I told a friend that I am transgender. He said he doesn’t know anything about it but that it sounds great. I was taken aback. My girlfriend said the same thing, that my trans-ness is not a problem, that it is good. It doesn’t seem that simple.
Yes, realizing who I am is like standing under a waterfall in 120 degree heat, an overwhelming and unparalleled experience of joy, so epic, so wonderful; it brings me to tears. I love myself. But I miss humanity. I miss the simple pleasure of watching a movie and saying, “me too.” I miss meeting new people and really getting to know them. I feel fortunate now to keep the friends I have. It’s daunting.
I am lonelier than I’ve ever been. I feel disconnected from people and places that I’ve known. I can’t remember their names. It feels like five years have passed and it’s only been eight months.
Yet, I feel a strange and powerful sense of achievement. Yes, I am a woman. I feel confident in myself and my abilities, more human, more complete. But it costs. I feel like I’m in outer space, that I have achieved the unachievable and am so far away from where I started that nothing matters.
Sometimes I dream that I am an astronaut on another planet. When I look back home to Earth, it is the only place I want to be.
Awake, I promise myself that I will find my home someday, somewhere I can feel a part of. It’s so far away.
I’m a trans girl. I’ve known this for half a year now and had spent the vast majority of my life as male. I strived to live up to the male ideal, fulfill male conventions. I lived life as a man. I did not have a clue that I was another gender. Sure, my friends would make fun of me for being soft spoken, with feminine posture and long hair, but that was just upsetting.

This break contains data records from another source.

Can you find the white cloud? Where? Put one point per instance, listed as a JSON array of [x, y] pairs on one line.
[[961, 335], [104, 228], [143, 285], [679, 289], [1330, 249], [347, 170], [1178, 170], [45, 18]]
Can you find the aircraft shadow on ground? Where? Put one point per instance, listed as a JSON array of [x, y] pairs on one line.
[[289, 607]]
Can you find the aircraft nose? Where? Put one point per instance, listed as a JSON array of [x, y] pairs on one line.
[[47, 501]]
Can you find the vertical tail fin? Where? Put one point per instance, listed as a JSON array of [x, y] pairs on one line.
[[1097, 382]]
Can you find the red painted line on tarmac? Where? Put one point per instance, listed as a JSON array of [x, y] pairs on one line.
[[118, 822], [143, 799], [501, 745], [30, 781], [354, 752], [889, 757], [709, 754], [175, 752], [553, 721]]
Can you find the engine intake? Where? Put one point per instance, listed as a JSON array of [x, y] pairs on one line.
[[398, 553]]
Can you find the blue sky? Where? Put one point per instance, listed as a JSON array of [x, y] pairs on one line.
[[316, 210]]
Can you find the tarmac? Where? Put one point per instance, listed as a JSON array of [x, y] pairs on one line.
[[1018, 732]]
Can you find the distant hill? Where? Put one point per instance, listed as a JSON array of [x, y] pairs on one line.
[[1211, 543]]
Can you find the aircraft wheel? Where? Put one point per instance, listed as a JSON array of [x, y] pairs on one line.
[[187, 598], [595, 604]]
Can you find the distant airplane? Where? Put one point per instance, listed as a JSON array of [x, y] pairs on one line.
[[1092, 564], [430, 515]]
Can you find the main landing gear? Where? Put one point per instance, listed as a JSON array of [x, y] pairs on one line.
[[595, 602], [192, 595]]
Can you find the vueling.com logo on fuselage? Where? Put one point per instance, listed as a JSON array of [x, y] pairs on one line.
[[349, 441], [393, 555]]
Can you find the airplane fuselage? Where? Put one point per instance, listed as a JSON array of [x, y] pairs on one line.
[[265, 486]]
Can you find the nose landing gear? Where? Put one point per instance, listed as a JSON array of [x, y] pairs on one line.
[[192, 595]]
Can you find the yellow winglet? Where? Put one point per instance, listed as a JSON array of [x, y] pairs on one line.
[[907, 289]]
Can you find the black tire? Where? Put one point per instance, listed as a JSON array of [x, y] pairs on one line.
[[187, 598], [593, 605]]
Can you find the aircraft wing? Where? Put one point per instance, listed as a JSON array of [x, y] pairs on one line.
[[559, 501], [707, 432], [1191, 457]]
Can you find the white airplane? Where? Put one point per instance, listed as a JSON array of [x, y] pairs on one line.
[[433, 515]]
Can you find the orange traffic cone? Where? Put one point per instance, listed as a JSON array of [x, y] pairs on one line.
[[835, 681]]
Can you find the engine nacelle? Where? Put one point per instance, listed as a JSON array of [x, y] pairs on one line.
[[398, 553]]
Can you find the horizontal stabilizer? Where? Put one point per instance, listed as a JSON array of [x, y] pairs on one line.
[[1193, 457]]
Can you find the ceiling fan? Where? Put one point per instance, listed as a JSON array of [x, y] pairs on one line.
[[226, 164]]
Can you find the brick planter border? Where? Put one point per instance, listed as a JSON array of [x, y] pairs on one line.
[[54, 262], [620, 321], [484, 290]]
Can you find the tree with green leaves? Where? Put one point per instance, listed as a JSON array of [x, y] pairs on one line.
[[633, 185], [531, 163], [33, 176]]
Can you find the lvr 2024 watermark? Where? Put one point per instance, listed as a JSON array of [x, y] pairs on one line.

One day I was really hung over and it occurred to me, “Hey, maybe I’m a woman.” I thought I was tripping but the idea stuck with me. Eventually I told my GF about it, and then it was a thing. For the next three months I was physically ill (flu season), literally beside myself (myself!) and still without a clue. I talked to my shrink, I talked to my other shrink, my Mom, my FTM trans friends, and they asked, “Well, how do you know?” There is no way to answer this question, which apparently everyone will ask you if you tell them you’re another gender.
You can talk to your hair dresser, you can shave or not shave, you can go through seven bottles of nail polish, you can consider gender reassignment surgery. All of these things have plusses and minuses but I felt alone and disconnected from the world as I obsessed about my options. There didn’t seem to be a path forward for me or other trans people who do not plan to undergo gender reassignment surgery or hormone therapy. It’s like a new thing, exciting and scary and new. Should I consider myself lucky?

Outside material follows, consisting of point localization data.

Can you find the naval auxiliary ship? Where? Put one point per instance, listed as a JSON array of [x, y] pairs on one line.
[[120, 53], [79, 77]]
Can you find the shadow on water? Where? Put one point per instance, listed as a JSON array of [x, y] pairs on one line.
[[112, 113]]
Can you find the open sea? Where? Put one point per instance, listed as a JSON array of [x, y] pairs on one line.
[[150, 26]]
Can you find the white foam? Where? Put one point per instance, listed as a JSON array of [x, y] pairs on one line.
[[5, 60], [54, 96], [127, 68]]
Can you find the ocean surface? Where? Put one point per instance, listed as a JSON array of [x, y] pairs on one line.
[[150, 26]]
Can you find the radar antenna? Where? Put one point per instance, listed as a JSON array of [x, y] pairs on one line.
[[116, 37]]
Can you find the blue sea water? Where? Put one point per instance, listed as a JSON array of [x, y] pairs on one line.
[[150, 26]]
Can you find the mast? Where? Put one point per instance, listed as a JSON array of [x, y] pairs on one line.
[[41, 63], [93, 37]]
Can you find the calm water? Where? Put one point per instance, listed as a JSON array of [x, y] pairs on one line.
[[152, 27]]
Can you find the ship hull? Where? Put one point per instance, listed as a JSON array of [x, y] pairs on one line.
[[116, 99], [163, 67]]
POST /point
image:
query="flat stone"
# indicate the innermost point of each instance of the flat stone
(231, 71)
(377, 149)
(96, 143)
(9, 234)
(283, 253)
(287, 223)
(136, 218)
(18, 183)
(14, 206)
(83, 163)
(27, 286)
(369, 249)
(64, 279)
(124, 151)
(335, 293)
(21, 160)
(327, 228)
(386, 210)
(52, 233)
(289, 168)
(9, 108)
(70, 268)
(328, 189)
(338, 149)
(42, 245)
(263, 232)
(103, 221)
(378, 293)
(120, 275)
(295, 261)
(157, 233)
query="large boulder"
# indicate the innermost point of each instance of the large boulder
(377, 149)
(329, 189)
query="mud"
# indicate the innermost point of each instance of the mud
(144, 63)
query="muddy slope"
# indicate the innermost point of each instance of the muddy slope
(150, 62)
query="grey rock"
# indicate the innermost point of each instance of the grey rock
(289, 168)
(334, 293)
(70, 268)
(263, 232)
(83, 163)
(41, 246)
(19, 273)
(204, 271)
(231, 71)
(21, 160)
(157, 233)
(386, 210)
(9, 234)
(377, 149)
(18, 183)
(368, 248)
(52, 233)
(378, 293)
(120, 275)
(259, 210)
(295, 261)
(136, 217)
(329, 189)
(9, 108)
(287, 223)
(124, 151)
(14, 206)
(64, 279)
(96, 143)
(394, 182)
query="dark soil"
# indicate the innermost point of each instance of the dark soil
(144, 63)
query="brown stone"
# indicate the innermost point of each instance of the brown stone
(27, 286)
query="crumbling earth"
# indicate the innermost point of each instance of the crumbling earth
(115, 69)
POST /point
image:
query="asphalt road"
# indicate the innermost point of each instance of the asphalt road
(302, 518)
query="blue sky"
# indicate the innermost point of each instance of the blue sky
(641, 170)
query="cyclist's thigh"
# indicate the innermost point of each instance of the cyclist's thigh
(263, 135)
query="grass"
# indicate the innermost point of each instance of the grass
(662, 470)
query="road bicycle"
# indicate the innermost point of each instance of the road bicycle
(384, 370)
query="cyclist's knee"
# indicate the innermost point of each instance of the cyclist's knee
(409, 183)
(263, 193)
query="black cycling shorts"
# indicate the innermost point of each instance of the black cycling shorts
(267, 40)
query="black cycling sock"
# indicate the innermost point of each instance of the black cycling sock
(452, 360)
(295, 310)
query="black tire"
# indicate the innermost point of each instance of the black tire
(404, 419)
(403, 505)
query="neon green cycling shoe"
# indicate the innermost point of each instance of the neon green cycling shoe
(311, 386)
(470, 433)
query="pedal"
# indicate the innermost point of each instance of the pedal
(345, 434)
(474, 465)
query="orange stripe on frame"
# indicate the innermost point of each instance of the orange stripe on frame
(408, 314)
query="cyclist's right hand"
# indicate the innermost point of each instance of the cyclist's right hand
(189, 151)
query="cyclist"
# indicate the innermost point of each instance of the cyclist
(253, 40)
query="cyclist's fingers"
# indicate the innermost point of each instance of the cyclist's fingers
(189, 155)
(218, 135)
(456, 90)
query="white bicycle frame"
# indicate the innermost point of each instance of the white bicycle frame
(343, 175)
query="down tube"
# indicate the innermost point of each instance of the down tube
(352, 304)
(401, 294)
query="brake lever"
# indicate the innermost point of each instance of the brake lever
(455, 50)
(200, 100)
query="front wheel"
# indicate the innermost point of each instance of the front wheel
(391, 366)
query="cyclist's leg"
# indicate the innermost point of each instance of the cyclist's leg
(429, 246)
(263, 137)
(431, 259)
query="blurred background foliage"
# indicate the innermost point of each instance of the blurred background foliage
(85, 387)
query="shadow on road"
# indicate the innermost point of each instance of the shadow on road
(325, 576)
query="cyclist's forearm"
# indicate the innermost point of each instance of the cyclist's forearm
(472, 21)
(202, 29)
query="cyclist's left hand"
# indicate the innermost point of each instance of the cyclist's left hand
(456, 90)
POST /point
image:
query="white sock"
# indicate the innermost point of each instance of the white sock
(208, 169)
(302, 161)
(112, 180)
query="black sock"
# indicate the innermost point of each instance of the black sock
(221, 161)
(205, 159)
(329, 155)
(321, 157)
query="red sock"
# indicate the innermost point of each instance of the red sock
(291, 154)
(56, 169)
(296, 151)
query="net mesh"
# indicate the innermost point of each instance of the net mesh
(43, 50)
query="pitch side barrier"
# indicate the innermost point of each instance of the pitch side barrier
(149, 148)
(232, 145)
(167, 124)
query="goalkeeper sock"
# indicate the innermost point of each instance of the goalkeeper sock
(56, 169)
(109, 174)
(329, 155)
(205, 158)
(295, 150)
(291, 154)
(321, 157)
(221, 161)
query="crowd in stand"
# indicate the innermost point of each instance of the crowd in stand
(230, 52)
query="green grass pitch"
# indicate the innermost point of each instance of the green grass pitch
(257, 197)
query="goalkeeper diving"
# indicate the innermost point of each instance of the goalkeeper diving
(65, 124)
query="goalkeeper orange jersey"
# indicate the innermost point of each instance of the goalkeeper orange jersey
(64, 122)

I didn’t go very far with my appearance and left my hormones unmodified. I still look like a man, a man with an angled bob haircut and clear nail polish, but these things are subtle. These things are a delicate balancing act between social norms and the sense that I am on acid. Why do I say that? Because realizing that you’re a trans girl after being a cis guy for 20+ years is like being on an acid trip that you’ve somehow gotten used to.